Above: You gotta keep your ear -- or at least your ass -- pretty close to the ground to know where to party with these hip Hanoians
We'd been walking and eating around Hanoi for a few days. There were a few hits, there were a few misses. I was developing a theory for eating well in this city: The closer to the ground you need to sit, the better the food will be. Eateries with regular-height chairs or stools will likely be mediocre fare targeted at tourists; benches where you have to contort your legs to fit in means you're getting warmer; tiny stools that you have to squat on means seriously delicious business.
(Hanoi foodies, am I on to something here?)
So, taking that theory a little further, what happens when you actually sit on the ground? You encounter the cut-tlefish-ing edge of Hanoi nightlife, as we found out one balmy night this past March.
Right near the Hang Dao night market, we come across a street corner parade of dried cuttlefish vendors. My Dad, brother and I love this pungent chewy snack, but they're usually a handful of shreds in little packets or else in crispy rolls in a tin. What on earth do you do with a whole cuttlefish?
We turn the corner and find out.
There, more cuttlefish vendors squat-sit, fanning furiously away at small tins of red-hot charcoals, toasting planks of the stuff.
Afterwards, the cuttlefish are transferred to wooden blocks, and BASHED INTO SUBMISSION with a metal pipe. (Note to self: don't try to leg it with these guys) Then they're served up by (often) the vendor's son, and shredded by hand in front of you if you look helpless enough.
But served up to whom, exactly?
The sidewalks of both sides of this little lane are covered with straw mats, and sitting on them are a cross section of the city's denizens -- fashionable 20somethings, pot-bellied uncles, families with grandmas and infants et al in tow. There's a lot of laughter and easygoing sounding chat in the air. When the road in front of the mats gets too cluttered with motorcycles (the condition of the entire city, frankly), the vendor's son is given instructions and permission to go skooch them up into a sardine-tight line. I'm loving the vibe.

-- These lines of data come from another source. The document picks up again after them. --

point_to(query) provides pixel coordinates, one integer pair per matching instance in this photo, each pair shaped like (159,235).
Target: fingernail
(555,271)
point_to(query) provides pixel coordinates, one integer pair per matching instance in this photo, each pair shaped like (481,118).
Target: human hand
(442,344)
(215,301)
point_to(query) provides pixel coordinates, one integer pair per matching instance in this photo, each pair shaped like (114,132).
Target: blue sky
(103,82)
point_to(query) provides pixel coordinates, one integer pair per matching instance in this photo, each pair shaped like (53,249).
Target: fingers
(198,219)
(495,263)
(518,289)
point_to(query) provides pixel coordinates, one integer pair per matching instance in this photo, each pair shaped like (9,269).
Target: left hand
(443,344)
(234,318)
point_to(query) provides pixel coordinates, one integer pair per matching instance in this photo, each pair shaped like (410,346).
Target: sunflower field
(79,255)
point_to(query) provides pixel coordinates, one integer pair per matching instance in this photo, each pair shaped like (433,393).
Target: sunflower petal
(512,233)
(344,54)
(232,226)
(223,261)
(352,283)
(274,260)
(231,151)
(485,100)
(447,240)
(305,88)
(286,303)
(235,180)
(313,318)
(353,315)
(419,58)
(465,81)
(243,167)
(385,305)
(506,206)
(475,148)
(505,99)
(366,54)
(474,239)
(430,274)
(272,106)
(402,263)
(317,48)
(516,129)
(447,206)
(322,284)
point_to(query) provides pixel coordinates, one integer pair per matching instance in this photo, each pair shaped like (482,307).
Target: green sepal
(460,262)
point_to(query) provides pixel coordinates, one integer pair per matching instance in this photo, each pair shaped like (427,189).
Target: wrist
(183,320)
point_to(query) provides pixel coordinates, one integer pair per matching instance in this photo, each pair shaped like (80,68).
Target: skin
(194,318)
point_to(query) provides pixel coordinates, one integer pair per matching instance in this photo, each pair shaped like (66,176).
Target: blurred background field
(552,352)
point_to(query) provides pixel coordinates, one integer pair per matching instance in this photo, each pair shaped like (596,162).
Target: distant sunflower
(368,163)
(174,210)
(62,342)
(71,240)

We settle in on a mat next to an extended family of 10, and start nibbling on our platter of toasted cuttlefish. Like I've said, I've had this salty-sweet chewy stuff plenty, but never toasted! This changes everything.
I sneak a peek at the family next to us -- they've got milk bottles for the babies and bottles of beers and local-brand whiskeys for the increasingly red-cheeked adults. And -- now that I'm looking more closely -- only 1 cuttlefish between all of them.
Babs and I were just commenting that at about the equivalent of ~£5, this wasn't exactly a cheap snack for locals. Obviously, how they afford it share it among 10 people, not 2.
Oh well. Better eat it all and not waste any of it then!
Toasted cuttlefish vendors emerge on many a Hanoi sidewalk at night. Some have small tables and tools for customers, some have straw mats. This particular one was opposite shophouse 2B on Pho Hang Bo.